# Lab 3: Building an Image Classifier from Scratch

The main goal of this lab is to create an image classifier from scratch using the Keras package. You will create a binary classifier based on an object type of your choice. The classifier will accept images and then predict whether or not a given image contains that object. For example, if you chose your object to be a cat, then the classifier would accept images and predict 1 if it believes there is a cat in the image or a 0 if not. 

You will build and train a classifier in two ways: 
- first using the original data set that you create, and 
- second, using data augmentation techniques. 

**Grading:** 

50% of the grade will come from error-free code that accomplishes all the steps outlined in the instructions for each part of this lab and written in Python/Keras. The other 50% will come from the comments associated with that code, where the comments explain what the code is doing and why it is important to the overall objective. Thus, comments like "split the data" or "train the model" would receive a grade of 0 as they do not indicate any understanding.

**Research Required:** 

To complete this lab successfully you will need to some research. At the very least, you will need to implement the `ImageDataGenerator` class and the `.flow_from_directory` methods that can be reviewed in the [Keras documentation](https://keras.io/api/preprocessing/#image-data-preprocessing). You may also find it helpful to use `os` package (which you already have installed) as that let's you work with files and folders similar to using the command line interface (use `import os` to get access to these commands). For example, to get your current working directory you would use: 
```python
import os

os.getcwd()
```

**What to submit:**
- A copy of this notebook with:
    - Error-free code in Python/Keras
    - All code cells executed and output visible
- Include a zipped file of your images



## Part 1: Prep Work
### Choose an Object

You may choose any object other than a cat. Try to think of an object that is readily available for taking pictures and, preferably, outdoors, as that will add to the natural variability to the data.

### Create a Dataset

Take 80 pictures of the chosen object and 80 pictures of other things that are not your object. Each group member should supply a roughly equal number of pictures so as to increase variability in your dataset. 

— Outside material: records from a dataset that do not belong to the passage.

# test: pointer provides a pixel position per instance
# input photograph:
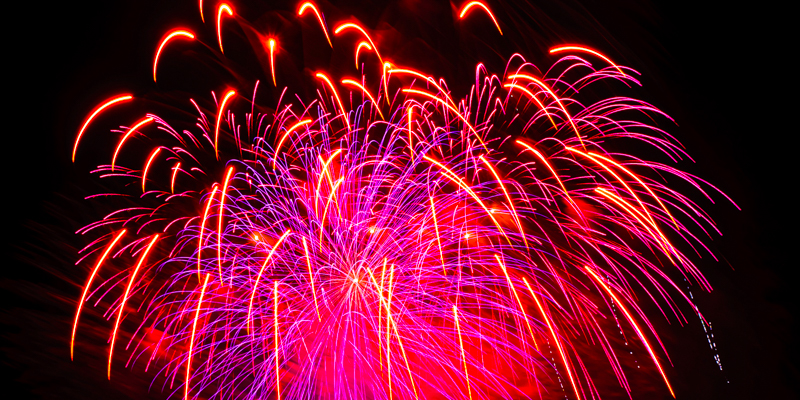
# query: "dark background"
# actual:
(721, 71)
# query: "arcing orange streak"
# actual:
(124, 300)
(225, 99)
(271, 44)
(365, 91)
(427, 79)
(142, 122)
(86, 289)
(634, 176)
(109, 103)
(586, 50)
(147, 166)
(191, 339)
(635, 326)
(516, 296)
(461, 345)
(202, 227)
(358, 49)
(555, 338)
(285, 136)
(174, 174)
(438, 239)
(453, 109)
(310, 5)
(177, 32)
(532, 96)
(228, 10)
(261, 271)
(552, 172)
(450, 174)
(322, 176)
(508, 197)
(349, 25)
(335, 94)
(311, 278)
(481, 5)
(392, 325)
(277, 363)
(594, 157)
(219, 225)
(551, 93)
(632, 211)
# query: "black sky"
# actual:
(721, 71)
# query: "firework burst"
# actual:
(383, 237)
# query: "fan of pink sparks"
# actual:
(389, 240)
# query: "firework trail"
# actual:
(381, 237)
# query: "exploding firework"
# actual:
(380, 233)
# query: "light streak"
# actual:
(86, 290)
(480, 4)
(635, 327)
(313, 8)
(125, 299)
(224, 7)
(94, 113)
(170, 36)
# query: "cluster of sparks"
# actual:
(396, 242)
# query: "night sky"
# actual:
(721, 71)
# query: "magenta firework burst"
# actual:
(379, 233)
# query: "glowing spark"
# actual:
(272, 59)
(124, 300)
(98, 110)
(228, 95)
(483, 6)
(147, 166)
(222, 197)
(134, 128)
(178, 33)
(586, 50)
(310, 5)
(86, 289)
(336, 95)
(224, 7)
(461, 345)
(191, 339)
(635, 327)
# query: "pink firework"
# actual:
(377, 233)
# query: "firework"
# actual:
(386, 237)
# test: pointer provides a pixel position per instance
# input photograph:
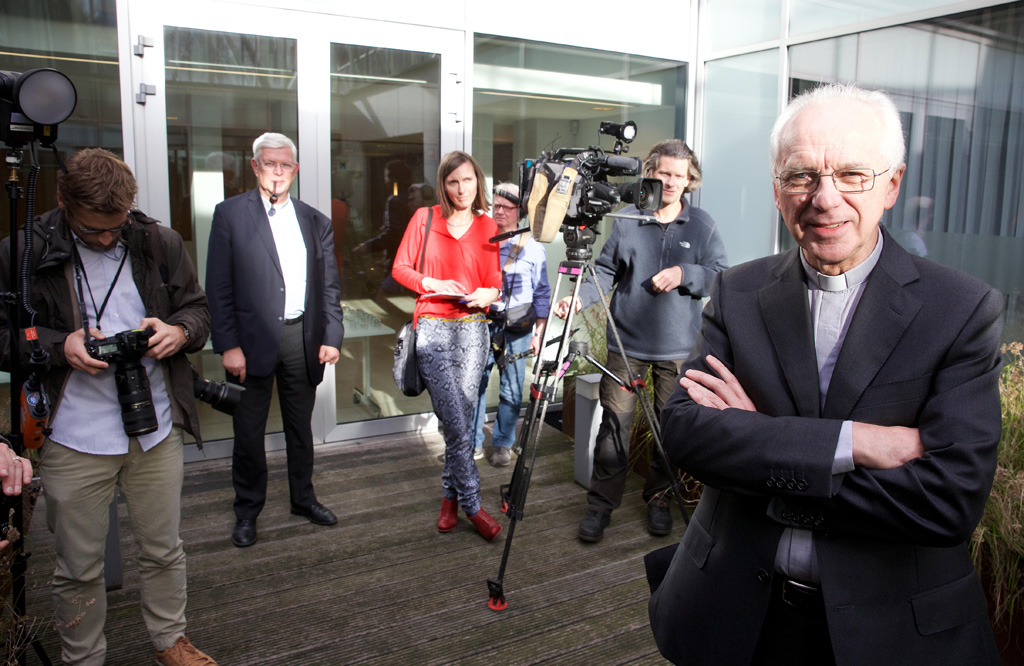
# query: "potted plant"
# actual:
(997, 544)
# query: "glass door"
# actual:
(369, 117)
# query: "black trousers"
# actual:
(296, 396)
(794, 633)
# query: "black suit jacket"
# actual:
(246, 287)
(899, 587)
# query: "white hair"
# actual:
(270, 140)
(893, 148)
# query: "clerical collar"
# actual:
(851, 278)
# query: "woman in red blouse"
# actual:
(461, 278)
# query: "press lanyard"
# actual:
(79, 274)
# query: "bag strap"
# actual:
(426, 235)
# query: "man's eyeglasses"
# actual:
(272, 166)
(846, 180)
(89, 231)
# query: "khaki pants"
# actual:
(78, 488)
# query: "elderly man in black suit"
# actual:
(275, 308)
(842, 407)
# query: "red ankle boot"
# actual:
(449, 516)
(485, 525)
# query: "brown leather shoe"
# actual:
(183, 653)
(485, 525)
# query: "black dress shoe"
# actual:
(316, 512)
(659, 517)
(244, 533)
(592, 527)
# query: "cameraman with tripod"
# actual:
(659, 271)
(97, 268)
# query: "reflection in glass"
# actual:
(961, 201)
(812, 15)
(79, 40)
(740, 105)
(385, 142)
(223, 90)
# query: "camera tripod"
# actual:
(577, 267)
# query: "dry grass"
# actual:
(997, 545)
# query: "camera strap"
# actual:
(79, 274)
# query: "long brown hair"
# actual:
(98, 181)
(450, 163)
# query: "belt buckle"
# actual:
(800, 594)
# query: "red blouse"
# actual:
(471, 259)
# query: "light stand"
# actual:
(579, 263)
(32, 106)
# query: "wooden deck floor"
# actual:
(383, 587)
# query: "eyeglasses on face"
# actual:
(803, 181)
(91, 231)
(273, 166)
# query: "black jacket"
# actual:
(168, 285)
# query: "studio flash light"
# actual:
(625, 132)
(32, 105)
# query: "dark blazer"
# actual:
(899, 587)
(246, 287)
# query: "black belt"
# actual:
(800, 594)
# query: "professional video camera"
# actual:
(125, 349)
(568, 190)
(221, 396)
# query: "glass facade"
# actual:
(383, 107)
(385, 144)
(223, 90)
(532, 96)
(740, 105)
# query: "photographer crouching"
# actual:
(118, 304)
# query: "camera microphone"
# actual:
(507, 235)
(630, 166)
(35, 405)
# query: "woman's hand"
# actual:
(482, 297)
(432, 285)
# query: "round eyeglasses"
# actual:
(851, 181)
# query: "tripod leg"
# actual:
(638, 388)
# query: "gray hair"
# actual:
(677, 149)
(270, 140)
(893, 147)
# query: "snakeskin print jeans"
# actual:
(451, 355)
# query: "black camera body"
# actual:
(568, 190)
(125, 349)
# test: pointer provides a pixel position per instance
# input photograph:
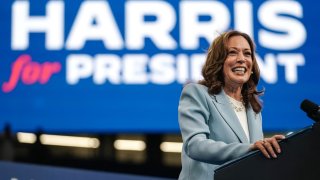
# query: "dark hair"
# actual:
(212, 70)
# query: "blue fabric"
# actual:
(211, 132)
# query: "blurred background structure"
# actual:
(96, 84)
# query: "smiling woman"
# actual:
(220, 117)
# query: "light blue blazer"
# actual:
(211, 132)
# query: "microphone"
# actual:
(312, 109)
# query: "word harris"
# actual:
(140, 68)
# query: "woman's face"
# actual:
(238, 64)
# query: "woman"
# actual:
(220, 117)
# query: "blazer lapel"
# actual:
(254, 125)
(225, 109)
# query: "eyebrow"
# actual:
(238, 48)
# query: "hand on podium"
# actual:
(269, 146)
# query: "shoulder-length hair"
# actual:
(212, 70)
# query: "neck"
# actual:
(234, 92)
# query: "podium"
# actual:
(23, 171)
(299, 159)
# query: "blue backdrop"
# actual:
(119, 66)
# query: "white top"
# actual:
(240, 111)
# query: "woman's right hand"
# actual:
(269, 146)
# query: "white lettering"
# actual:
(291, 63)
(94, 22)
(134, 69)
(52, 24)
(78, 67)
(107, 67)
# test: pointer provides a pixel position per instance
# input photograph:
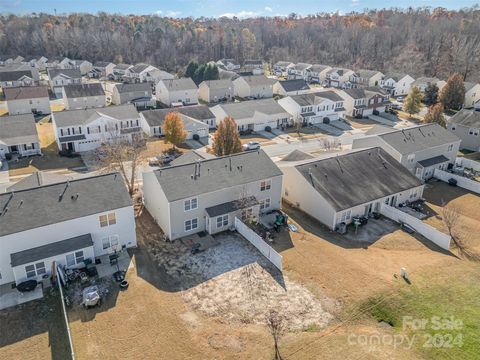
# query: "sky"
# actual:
(216, 8)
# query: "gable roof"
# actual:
(85, 116)
(294, 85)
(71, 73)
(36, 179)
(179, 84)
(197, 112)
(178, 182)
(14, 75)
(131, 87)
(82, 90)
(96, 194)
(25, 92)
(418, 138)
(470, 118)
(357, 178)
(18, 129)
(247, 109)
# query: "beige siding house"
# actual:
(207, 194)
(28, 99)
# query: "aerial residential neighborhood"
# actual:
(234, 183)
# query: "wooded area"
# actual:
(423, 41)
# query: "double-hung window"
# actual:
(191, 224)
(190, 204)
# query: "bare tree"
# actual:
(452, 221)
(277, 324)
(123, 154)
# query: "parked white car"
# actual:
(252, 145)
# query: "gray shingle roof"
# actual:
(50, 250)
(18, 129)
(468, 118)
(418, 138)
(25, 92)
(14, 75)
(178, 182)
(71, 73)
(197, 112)
(96, 194)
(356, 178)
(84, 116)
(179, 84)
(83, 90)
(294, 85)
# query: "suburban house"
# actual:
(18, 136)
(421, 149)
(317, 73)
(101, 69)
(364, 102)
(86, 218)
(212, 91)
(298, 71)
(228, 64)
(291, 87)
(466, 125)
(139, 94)
(87, 129)
(314, 108)
(16, 78)
(83, 65)
(422, 83)
(253, 87)
(82, 96)
(177, 92)
(255, 115)
(334, 189)
(253, 66)
(120, 70)
(397, 84)
(207, 195)
(27, 99)
(280, 68)
(340, 78)
(367, 78)
(197, 121)
(58, 78)
(472, 94)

From these 160 images you will create a training set (50 object/50 not object), a validation set (15 object/15 not object), and a test set (15 object/15 not object).

It's best if your dataset is diverse, so take pictures of the chosen **object** with, for example, different lighting, from different angles, different distances from camera, different examples of the same type of object. Similarly for the **not object** images: try to include a variety of objects in different ways. 

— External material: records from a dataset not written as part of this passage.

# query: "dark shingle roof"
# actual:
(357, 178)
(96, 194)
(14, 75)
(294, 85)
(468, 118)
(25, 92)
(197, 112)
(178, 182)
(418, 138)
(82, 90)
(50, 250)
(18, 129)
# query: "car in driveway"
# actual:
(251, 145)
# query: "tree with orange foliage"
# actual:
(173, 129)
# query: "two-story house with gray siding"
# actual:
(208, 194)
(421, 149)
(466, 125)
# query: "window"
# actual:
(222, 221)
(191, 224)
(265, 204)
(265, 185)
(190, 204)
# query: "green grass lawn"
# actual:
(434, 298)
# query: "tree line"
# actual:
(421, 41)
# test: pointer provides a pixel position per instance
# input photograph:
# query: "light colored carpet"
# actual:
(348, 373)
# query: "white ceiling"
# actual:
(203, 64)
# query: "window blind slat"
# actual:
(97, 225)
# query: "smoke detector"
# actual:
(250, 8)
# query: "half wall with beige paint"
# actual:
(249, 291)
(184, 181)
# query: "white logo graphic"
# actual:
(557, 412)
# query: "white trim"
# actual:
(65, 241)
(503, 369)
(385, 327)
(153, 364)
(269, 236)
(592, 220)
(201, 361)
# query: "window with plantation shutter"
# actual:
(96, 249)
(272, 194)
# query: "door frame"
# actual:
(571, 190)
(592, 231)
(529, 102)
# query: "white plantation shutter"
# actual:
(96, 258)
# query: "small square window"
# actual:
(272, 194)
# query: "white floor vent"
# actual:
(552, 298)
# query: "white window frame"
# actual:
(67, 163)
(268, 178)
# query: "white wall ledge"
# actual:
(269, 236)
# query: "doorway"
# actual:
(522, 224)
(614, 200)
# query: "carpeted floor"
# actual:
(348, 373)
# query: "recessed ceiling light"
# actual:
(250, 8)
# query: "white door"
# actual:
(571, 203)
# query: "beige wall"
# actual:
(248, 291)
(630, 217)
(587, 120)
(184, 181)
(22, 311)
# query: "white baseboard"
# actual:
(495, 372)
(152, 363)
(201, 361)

You will then need to organize your dataset into folders so the images can be read directly from a Jupyter notebook. 

## Part 2: Using the Original Data

### Dataset Verification

You should verify that the training, validation, and test sets have the correct number of images (the `os` functions should help with this) and that the data is organized in a folder structure that will work with your image data generators. 

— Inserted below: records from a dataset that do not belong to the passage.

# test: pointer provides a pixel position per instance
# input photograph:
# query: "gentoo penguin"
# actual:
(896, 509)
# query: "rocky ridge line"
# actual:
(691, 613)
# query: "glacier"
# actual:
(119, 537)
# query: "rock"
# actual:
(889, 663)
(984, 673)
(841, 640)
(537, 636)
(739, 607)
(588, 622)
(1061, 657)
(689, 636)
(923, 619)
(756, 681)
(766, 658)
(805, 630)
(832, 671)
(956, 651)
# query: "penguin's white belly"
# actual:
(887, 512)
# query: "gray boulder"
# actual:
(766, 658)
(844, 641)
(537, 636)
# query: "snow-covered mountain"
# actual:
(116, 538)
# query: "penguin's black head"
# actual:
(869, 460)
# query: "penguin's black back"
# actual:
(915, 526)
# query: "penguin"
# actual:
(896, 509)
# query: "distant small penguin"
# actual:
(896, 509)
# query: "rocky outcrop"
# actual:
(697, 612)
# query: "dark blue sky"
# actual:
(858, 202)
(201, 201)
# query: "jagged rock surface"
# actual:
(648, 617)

### Dataset Loading and Processing with Image Data Generators

You should now create image data generators for your training, validation, and test datasets that will allow you to feed them into your model in batches. The images should be resized to 148x148 pixels and scaled so all pixel values are between 0 and 1. 

You should then use the training data generator to print out some examples of the training images and corresponding labels. (`matplotlib` should work for this and the fact that an image data generator has a `.next()` method.) 

### Create and Evaluate a Model

Build a convolutional neural network and use the validation loss and accuracy to select the best architecture and hyperparameters so that you can maximize the validation accuracy. 

Any overfitting should be addressed; that is, if your model begins overfitting after epoch 3, you should not quote validation accuracy after epoch 15. And, appropriate attempts should be made to reduce/eliminate the overfitting to improve overall model generalizability. 

### Report Accuracy on Test Set 

Your final step is to make predictions using the test set and report the final test set accuracy. It may be helpful to use `batch_size=1` for this step. 

## Part 3: Using Data Augmentation

### Dataset Verification

You should verify that the training, validation, and test sets have the correct number of images (the `os` functions should help with this) and that the data is organized in a folder structure that will work with your image data generators. 

### Dataset Loading and Processing with Create Image Data Generators

You should now create image data generators for your training, validation, and test datasets that will allow you to feed them into your model in batches. The images should be resized to 148x148 pixels and scaled so all pixel values are between 0 and 1. 

### Add Data Augmentation 

You should now add data augmentation to your training data generator. All available types of augmentation should be used. 

Print an image and examples of the same image augmented in different ways. (The `.load_img()` and `.flow()` methods may be helpful here.)

### Create and Evaluate a Baseline Model

Use the best model from **Part 2** to train with the augmented data and evaluate on the validation data to get a baseline accuracy for the new model trained on the augmented dataset. 

### Tune the Model

With a more complex training set, you may be able to improve the accuracy through adjustments to the baseline model architecture and tuning the hyperparameters. 

### Report Accuracy on Test Set 

Your final step is to make predictions using the test set and report the final test set accuracy. It may be helpful to use `batch_size=1` for this step.